One particularly controversial form of mining, mountain-top removal, occurs deep in the heart of Appalachia.

In some areas, residents have organized against mountain-top removal, saying effects include air pollution from contaminants such as ammonium nitrate and silica, as well as flooding and other damage to homes, private property and wildlife habitat.

Although mountain-top removal is not practised in Canada, Appalachia does export coal to Canada. Ontario Power Generation spokesman Ted Gruetzner confirmed the utility burns coal from Appalachia and from elsewhere in the U.S., but he would not specify exactly where that coal comes from, or how it is mined.

Recently, a group of reporters from the Society of Environmental Journalists' annual conference travelled to West Virginia to learn more about the mining controversy in that state.

Julia Bonds, who lives in rural West Virginia, says entire mountain tops are blasted with dynamite to access foot-thick seams deep underneath. Trees are often burned rather than harvested, excavated soil and rock is dumped in valleys, creeks and streams are polluted, and communities where coal is mined face increased health problems and don't see wealth from the resource trickling down, she says.

"The poorest communities in Appalachia are the ones that extract and process the coal," says Bonds, an environmental activist and executive director of Coal River Mountain Watch. "Instead of independence from foreign oil, we need independence from fossil fuels."

Andrew Jordan, president and owner of Pritchard Mining in West Virginia, says he grew up in nearby Charleston, cares about the environment, and has worked hard to ensure his company rebuilds mountain areas to match their old contours and reforests with native oak, pine, sugar maple and white ash.

"We won an award from (U.S.) Department of the Interior for reclamation.

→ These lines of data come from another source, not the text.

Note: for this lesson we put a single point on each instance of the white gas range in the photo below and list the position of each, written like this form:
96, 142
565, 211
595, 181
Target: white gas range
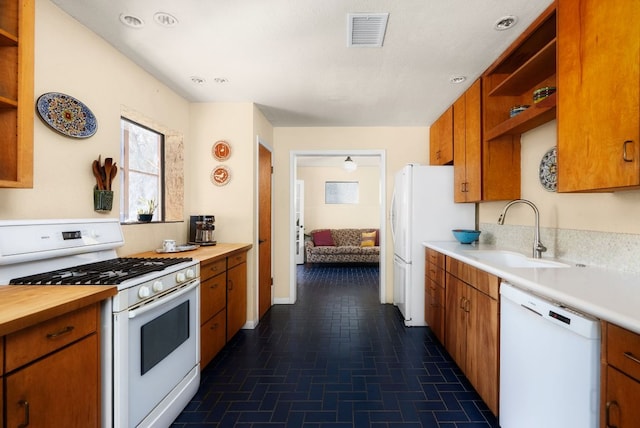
150, 329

When we're finished, it's in better shape environmentally than when we started," he says.

In Canada, CAC president Allen Wright says roughly 95 percent of the coal mined here comes from surface mines, and land is reclaimed.

"Teck Coal (formerly Fording and Elk Valley Coal) has been mining in southeastern British Columbia and reclaiming land for 40 years," Wright says, adding that similar efforts at the Gregg River coal mine in Alberta have benefited elk, grizzly bears and birds. "The wildlife population there is healthier now than it's ever been."

Still, Kevin Stewart, a campaigner with the Western Canada Wilderness Committee, expresses skepticism.

He has been working to keep the Dodds-Roundhill mine and gasification project from opening about 80 kilometres southeast of Edmonton, saying coal mining would require water to be pumped from a nearby lake, which would disrupt the area's watershed and adversely affect wetlands that are considered an important habitat for migrating birds.

"The landscape has been in place since the glaciers retreated 10,000 years ago," Stewart says, adding he cannot believe man-made land reclamation efforts can match what nature has achieved through evolution.